Jestem zniesmaczona modlitewnym wstępem do pierwszego posiedzenia Sejmu – list do fundacji

Aktualności Działania Listy do fundacji Przestrzeń publiczna

Na Waszą stronę trafiłam przypadkiem przeglądając strony tematycznie związane z moim światopoglądem. Ulżyło mi, że jest ktoś kto obiektywnie podchodzi do funkcjonowania szkoły w państwie obywatelskim, a nie kościelnym.
Jednakże dziś, czytając o „anturażu” towarzyszącym otwarciu pierwszych obrad nowego składu sejmu jestem może nie zdziwiona (znając preferencje partii „rządzącej”), ale delikatnie rzecz ujmując, „zniesmaczona” „modlitewnym” wstępem do posiedzenia.
Nie wiem gdzie mogłabym okazać swoje obywatelskie oburzenie, niezgodę na taką formę wymuszaną przez w/w. Jak wyprowadzić religię katolicką nie tylko ze szkół, ale i z rządu i z  wszystkich miejsc, gdzie powinniśmy widzieć przede wszystkim przedstawicieli Państwa, Państwa wszystkich obywateli, a nie przedstawicieli obywateli katolickich.

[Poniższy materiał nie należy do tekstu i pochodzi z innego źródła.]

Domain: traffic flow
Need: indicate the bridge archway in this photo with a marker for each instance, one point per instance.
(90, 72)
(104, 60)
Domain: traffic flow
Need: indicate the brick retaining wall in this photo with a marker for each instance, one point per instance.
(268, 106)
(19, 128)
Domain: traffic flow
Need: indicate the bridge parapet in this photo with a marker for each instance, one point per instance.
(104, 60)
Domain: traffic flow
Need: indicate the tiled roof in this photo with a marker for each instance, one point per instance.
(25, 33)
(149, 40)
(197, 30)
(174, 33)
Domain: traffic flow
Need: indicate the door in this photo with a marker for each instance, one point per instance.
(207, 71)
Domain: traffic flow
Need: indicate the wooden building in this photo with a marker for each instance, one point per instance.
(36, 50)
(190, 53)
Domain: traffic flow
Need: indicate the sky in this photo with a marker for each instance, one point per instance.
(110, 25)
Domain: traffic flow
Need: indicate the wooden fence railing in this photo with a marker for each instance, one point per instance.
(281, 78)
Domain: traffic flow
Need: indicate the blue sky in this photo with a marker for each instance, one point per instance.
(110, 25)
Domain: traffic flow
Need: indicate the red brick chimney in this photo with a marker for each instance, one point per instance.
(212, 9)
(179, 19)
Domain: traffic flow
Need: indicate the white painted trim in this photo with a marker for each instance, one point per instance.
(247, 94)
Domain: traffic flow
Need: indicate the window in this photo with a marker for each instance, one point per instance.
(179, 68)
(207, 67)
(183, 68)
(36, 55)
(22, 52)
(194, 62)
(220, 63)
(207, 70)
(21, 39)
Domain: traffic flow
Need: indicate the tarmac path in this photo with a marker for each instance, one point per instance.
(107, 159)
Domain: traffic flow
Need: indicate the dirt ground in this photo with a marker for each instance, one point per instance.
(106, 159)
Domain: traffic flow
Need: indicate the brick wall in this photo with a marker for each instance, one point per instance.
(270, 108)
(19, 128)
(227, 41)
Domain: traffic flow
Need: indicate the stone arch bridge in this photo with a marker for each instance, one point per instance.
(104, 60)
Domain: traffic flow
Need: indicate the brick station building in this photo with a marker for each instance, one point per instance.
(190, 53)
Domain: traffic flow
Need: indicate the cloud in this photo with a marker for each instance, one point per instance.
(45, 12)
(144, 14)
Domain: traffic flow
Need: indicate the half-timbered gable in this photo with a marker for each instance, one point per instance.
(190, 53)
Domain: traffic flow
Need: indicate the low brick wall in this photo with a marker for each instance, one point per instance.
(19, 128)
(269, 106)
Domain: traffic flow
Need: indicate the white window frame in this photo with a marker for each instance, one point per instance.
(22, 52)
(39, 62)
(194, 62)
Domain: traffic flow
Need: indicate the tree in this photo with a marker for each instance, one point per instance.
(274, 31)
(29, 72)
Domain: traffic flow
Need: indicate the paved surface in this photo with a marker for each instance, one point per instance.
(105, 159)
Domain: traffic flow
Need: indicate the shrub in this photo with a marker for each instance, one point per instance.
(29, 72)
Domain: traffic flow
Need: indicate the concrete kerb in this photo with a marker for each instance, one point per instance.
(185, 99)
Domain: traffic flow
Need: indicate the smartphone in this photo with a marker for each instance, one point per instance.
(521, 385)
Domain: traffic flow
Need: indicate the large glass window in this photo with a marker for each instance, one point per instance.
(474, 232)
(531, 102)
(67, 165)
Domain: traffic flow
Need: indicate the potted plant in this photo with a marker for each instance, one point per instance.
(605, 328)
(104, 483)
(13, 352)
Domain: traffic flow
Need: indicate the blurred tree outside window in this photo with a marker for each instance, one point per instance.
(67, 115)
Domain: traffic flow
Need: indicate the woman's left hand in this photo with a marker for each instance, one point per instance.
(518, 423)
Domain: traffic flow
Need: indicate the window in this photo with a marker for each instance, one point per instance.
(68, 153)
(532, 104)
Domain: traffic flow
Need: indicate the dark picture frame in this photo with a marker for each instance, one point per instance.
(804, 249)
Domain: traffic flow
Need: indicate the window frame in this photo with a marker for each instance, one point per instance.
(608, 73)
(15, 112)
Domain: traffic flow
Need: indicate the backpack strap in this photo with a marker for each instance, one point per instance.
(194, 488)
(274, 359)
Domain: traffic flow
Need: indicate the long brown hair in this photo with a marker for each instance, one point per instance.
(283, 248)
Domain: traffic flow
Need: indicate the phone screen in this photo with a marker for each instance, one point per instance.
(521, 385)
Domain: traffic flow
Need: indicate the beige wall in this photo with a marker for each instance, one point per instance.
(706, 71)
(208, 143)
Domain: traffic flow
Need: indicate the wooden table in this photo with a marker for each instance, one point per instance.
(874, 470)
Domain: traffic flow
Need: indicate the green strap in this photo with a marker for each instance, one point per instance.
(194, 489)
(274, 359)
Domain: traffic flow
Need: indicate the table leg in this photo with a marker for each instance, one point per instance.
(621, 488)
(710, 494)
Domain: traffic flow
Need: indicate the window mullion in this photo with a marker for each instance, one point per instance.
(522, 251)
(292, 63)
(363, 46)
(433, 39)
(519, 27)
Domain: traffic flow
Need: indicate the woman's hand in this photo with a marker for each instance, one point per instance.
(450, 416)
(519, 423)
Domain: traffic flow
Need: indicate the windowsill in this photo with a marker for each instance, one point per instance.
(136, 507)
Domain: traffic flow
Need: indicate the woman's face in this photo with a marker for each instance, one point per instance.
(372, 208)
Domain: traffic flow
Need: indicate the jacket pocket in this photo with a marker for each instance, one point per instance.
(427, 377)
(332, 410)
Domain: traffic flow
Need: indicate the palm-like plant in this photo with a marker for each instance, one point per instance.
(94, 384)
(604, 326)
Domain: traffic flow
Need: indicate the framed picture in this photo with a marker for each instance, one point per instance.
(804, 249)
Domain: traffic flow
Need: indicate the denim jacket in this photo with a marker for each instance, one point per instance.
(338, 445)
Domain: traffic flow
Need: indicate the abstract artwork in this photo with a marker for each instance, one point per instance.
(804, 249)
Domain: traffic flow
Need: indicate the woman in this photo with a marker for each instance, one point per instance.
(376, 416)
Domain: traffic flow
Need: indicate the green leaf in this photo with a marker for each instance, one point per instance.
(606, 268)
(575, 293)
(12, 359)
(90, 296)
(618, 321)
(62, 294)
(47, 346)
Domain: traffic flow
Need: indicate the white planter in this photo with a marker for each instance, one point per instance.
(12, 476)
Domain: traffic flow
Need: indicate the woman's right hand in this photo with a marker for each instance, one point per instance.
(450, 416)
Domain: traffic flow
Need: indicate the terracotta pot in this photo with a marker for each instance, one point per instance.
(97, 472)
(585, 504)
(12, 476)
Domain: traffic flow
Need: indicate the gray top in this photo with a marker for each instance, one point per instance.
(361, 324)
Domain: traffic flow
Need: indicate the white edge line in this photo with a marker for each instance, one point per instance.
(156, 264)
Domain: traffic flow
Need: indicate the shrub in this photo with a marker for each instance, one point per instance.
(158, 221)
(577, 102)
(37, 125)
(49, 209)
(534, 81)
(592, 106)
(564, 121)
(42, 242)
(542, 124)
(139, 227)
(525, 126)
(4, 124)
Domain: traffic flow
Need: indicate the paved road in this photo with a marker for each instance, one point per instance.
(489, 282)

Nie ma tu znaczenia moje wyznanie (choć należę właśnie do grupy! katolików), bo czuję się przede wszystkim obywatelem Państwa. Państwa, do którego prawo mają wszyscy jego obywatele niezależnie od wyznania. Państwa, gdzie tradycją są zwyczaje i obyczaje ludowe, regionalne (do czego, mniemam, chcieli nawiązać posłowie, którzy przyszli ubrani w stroje ludowe na powyższe posiedzenie), a nie katolickie.